Niels Möller nisse at lysator.liu.se
Mon Dec 7 12:35:20 CET 2009


bodrato at mail.dm.unipi.it writes:

>> Here A_k is the most significant part of the input, of size appropriate
>> for the iteration. A is assumed to be "strictly" normalized with high
>> limb >= B/2, to relax that I guess one would need one more limb in A.
>
> One more limb in the result, yes... because now a virtual limb containing
> one is assumed, but inverses of numbers smaller than one half needs
> inverses bigger than one-point-<whatever> (the function actually computes
> <whatever>).

What I was trying to say is that if we use the less strict normalization
requirement that the high limb of A is non-zero, then I suspect we need
A_k (the truncated input used in iteration k) to include one more limb
than in the algorithm described in MCA.

> The "adjustment step" I'm using now... is needed only for the last
> iteration (the intermediate ones are adjusted by the next iteration), but
> it is _not_ cheap.

>From the work on single-limb inverses (invert_limb, see Alg. 2 and 3 in
http://www.lysator.liu.se/~nisse/archive/draft-division-paper.pdf), I
suspect that it is very difficult to get an "exact" reciprocal
floor((B^{2n} - 1) / X) without an expensive multiplication at the end.

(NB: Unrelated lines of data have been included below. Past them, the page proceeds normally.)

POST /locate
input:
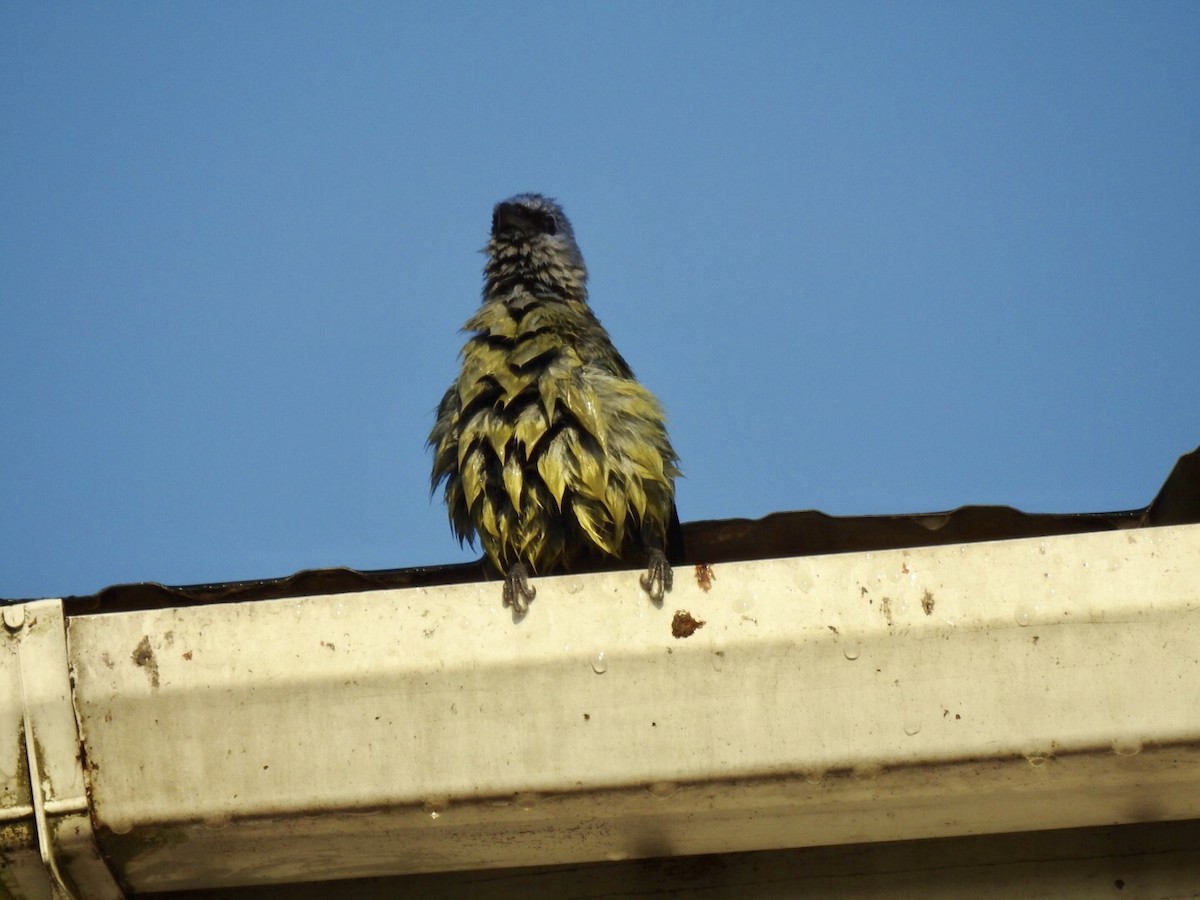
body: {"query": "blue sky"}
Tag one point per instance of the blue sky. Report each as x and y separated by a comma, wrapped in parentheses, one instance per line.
(873, 257)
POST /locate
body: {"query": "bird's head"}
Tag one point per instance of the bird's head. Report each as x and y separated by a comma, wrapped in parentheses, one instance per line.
(533, 243)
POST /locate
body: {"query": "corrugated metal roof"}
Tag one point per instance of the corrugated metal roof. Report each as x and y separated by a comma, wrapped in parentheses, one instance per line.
(780, 534)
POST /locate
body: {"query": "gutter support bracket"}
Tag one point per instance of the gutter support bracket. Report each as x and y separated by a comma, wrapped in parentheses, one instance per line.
(35, 673)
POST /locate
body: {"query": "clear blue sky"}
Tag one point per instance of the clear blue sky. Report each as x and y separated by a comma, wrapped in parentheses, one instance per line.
(873, 258)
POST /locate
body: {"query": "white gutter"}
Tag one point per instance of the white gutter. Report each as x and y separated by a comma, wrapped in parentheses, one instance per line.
(984, 688)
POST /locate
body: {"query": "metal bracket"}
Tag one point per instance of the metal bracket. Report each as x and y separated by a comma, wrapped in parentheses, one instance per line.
(47, 844)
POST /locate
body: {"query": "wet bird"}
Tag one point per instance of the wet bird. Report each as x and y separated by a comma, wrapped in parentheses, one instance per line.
(552, 453)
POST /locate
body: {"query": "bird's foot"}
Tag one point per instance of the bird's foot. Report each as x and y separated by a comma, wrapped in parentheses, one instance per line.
(658, 577)
(519, 593)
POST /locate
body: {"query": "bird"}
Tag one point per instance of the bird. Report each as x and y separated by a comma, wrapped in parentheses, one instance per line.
(550, 450)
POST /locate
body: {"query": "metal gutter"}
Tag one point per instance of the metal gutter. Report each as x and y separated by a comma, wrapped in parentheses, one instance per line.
(930, 691)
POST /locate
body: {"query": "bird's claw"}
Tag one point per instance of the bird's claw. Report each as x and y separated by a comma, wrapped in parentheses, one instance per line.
(658, 577)
(519, 593)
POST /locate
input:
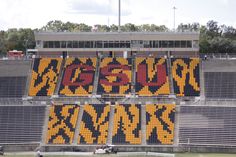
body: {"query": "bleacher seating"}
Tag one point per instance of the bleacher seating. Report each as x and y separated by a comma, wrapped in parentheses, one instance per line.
(13, 77)
(115, 76)
(78, 77)
(220, 85)
(12, 86)
(21, 124)
(151, 77)
(44, 76)
(127, 124)
(207, 125)
(185, 73)
(62, 123)
(94, 124)
(160, 123)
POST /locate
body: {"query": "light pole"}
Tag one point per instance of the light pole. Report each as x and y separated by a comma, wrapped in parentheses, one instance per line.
(119, 17)
(174, 8)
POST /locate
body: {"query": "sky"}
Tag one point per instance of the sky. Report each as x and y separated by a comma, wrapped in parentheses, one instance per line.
(36, 13)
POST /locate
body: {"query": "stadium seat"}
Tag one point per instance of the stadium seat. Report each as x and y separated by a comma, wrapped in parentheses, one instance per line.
(21, 124)
(44, 76)
(78, 77)
(127, 124)
(160, 124)
(115, 76)
(62, 123)
(151, 77)
(185, 73)
(94, 124)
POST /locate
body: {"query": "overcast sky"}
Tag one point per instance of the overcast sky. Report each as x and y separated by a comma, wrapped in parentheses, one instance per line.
(36, 13)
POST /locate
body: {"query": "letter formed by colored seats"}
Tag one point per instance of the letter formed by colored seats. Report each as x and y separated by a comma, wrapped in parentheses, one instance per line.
(62, 123)
(160, 123)
(127, 124)
(151, 77)
(78, 77)
(186, 79)
(115, 76)
(94, 124)
(44, 77)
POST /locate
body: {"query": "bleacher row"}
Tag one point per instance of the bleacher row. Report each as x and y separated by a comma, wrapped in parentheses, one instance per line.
(94, 125)
(115, 76)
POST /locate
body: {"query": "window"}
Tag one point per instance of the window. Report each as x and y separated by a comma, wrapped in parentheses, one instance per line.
(63, 44)
(51, 44)
(87, 44)
(171, 44)
(75, 44)
(106, 44)
(98, 44)
(127, 44)
(69, 44)
(183, 44)
(81, 44)
(177, 44)
(111, 44)
(146, 44)
(155, 44)
(189, 44)
(163, 44)
(57, 44)
(45, 44)
(117, 45)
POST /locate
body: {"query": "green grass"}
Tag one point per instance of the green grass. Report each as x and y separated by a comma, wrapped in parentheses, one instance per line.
(177, 155)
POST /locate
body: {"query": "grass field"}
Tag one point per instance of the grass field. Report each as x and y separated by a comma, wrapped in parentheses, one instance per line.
(177, 155)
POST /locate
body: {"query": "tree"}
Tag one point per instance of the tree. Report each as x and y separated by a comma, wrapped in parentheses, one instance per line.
(2, 43)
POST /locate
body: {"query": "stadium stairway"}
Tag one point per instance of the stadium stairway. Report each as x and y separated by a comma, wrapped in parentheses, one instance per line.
(168, 61)
(133, 75)
(77, 129)
(96, 76)
(111, 123)
(202, 85)
(143, 124)
(176, 128)
(45, 125)
(60, 77)
(29, 79)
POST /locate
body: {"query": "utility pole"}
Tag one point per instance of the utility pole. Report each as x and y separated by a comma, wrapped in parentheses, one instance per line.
(119, 18)
(174, 8)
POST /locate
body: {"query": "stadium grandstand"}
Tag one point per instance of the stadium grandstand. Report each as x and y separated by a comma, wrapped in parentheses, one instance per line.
(138, 91)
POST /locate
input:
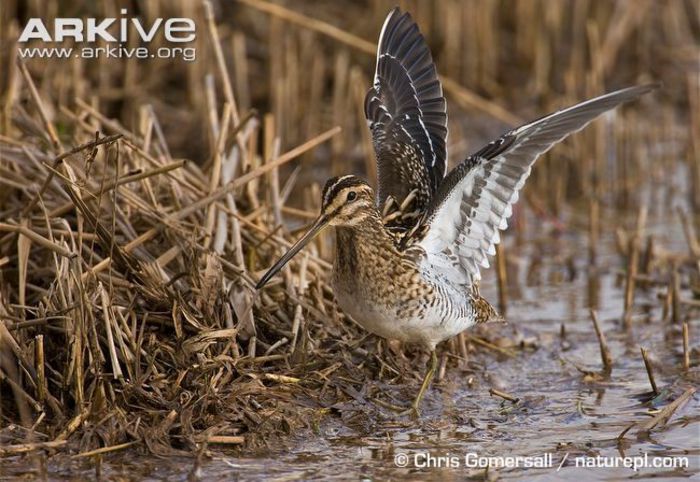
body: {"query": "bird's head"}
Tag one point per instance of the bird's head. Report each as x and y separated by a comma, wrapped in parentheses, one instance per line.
(346, 201)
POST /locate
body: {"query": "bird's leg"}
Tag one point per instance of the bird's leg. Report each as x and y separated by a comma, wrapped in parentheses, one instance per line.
(432, 368)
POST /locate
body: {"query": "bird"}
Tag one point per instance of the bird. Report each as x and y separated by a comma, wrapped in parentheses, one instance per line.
(408, 256)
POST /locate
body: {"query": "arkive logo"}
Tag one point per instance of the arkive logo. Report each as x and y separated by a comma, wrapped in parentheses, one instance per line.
(116, 33)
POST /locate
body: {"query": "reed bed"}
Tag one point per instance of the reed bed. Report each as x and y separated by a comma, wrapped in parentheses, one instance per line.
(141, 201)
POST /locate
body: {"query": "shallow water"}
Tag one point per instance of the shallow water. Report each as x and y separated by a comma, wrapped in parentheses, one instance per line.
(560, 412)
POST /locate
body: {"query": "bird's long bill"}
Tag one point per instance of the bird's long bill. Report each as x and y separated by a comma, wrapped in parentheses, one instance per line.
(320, 223)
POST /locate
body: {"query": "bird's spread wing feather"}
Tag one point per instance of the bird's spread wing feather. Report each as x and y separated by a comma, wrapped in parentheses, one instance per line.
(406, 112)
(475, 200)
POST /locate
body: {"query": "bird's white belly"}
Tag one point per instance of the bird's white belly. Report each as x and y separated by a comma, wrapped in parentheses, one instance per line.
(412, 321)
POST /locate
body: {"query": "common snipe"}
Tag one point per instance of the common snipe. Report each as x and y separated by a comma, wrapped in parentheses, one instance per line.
(414, 277)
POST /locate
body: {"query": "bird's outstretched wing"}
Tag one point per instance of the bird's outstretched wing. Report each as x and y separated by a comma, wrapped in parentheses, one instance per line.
(407, 115)
(475, 200)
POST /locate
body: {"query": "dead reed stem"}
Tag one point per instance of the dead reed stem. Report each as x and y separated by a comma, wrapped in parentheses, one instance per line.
(650, 371)
(605, 354)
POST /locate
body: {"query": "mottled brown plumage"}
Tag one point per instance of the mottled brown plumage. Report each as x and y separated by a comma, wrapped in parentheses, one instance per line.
(408, 261)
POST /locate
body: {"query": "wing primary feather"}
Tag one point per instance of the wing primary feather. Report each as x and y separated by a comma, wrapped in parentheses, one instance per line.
(475, 199)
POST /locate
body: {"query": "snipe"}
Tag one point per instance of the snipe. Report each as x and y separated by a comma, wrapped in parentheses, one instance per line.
(414, 278)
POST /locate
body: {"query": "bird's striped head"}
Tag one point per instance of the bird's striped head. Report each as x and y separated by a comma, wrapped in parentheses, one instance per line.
(346, 201)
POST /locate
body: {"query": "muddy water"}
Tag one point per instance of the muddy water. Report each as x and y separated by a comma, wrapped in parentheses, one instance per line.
(562, 416)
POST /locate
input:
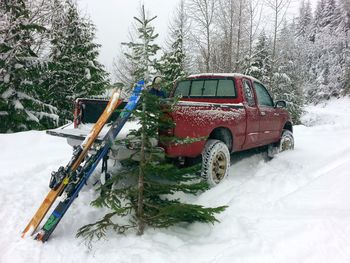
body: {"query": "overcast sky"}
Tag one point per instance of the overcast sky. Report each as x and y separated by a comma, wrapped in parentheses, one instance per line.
(113, 19)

I think the value returned by the MCA algorithm equals either this
"exact" reciprocal or is one unit too small. Not sure if it being too
small is common, or if it can happen only in borderline cases where
B^{2n} mod X is close to zero (but I'm fairly sure that with some tweaks
it can be reduced to only such borderline cases). It would be desirable
to make Barrett-style division work with such an approximative
reciprocal, to avoid the expensive final adjustment step.